Bullying is a problem that can affect all children and children with food allergies are no exception. Children may tease, taunt or try to trick them into eating a food or threaten them with the food they are allergic to.

If you are told about or discover this sort of behaviour, your school is likely to have general strategies in place for dealing with bullying situations and these should be followed. However you can also tailor your reaction to this specific situation as follows;

  • Talk to the child performing the bullying and explain that an allergic reaction, especially anaphylaxis is extremely serious and possibly life threatening.
  • Emphasise to the child that any behaviour or attempts to harm a child who has a food allergy with the allergen they are allergic to is treated as a serious and dangerous incident and managed accordingly.
  • Remind the child about the ways children with food allergies can he helped.

Food Treats

Many teachers and childcare workers use food treats to reward children when they have achieved something or been especially well behaved. If you have a child with food allergies in your class/classroom, avoid using food treats where possible.
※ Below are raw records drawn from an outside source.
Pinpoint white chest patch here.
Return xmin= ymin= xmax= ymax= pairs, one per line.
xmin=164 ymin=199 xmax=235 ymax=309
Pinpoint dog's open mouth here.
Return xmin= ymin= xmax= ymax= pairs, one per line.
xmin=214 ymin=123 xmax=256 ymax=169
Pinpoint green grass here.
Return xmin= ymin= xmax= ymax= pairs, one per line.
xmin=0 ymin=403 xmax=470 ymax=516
However if you do decide to use food treats, make sure that you offer treats that do not contain any of the allergens that children in your care are allergic to.

If you would like to hold an assembly or create a display using Allergy UK resources, contact our helpline at or 01322 619898

Top Tips for Older Students

Moving on from primary school brings different challenges. No longer is there just one classroom with one teacher, so it’s important that students feel empowered to speak up and know how to access help and support if needed.
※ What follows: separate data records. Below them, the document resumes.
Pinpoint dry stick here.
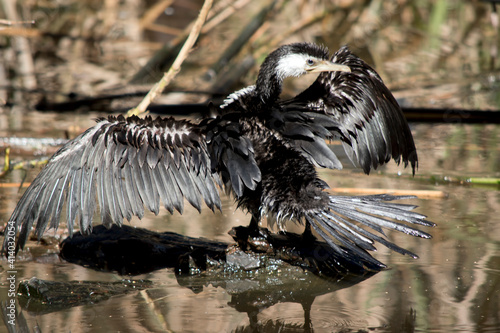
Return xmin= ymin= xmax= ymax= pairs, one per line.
xmin=127 ymin=0 xmax=213 ymax=116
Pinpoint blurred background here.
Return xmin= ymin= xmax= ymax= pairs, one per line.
xmin=0 ymin=0 xmax=500 ymax=332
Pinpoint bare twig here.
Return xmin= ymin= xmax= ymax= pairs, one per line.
xmin=127 ymin=0 xmax=213 ymax=116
Key to this process is explaining your allergies and helping others to understand them. You can help others learn about allergy and anaphylaxis and understand the effects it can have emotionally and in everyday life. Deciding who to tell about your allergies varies from person to person. But when it comes to telling teachers and those who care for you, not telling them isn’t an option. A few simple messages for fellow students are;

  • Always take allergies seriously, severe allergies are no joke.
  • Be respectful of another student’s medication.
    Know what your friends are allergic to and if they are having symptoms of an allergic reaction, get help immediately.
  • Do not pressure your friends to eat food that they are allergic to.
  • Do not share your food with friends who have food allergies.
  • Wash your hands after eating.

Dealing with peer pressure

Unfortunately, many children have to contend with some sort of bullying. However, bullying children with food allergy can take on a new meaning if behaviour potentially causes a life threatening event.

If you have feelings of either negative peer pressure or bullying because of your allergies, act early and turn to a trusted adult (a parent, guardian or teacher) for guidance.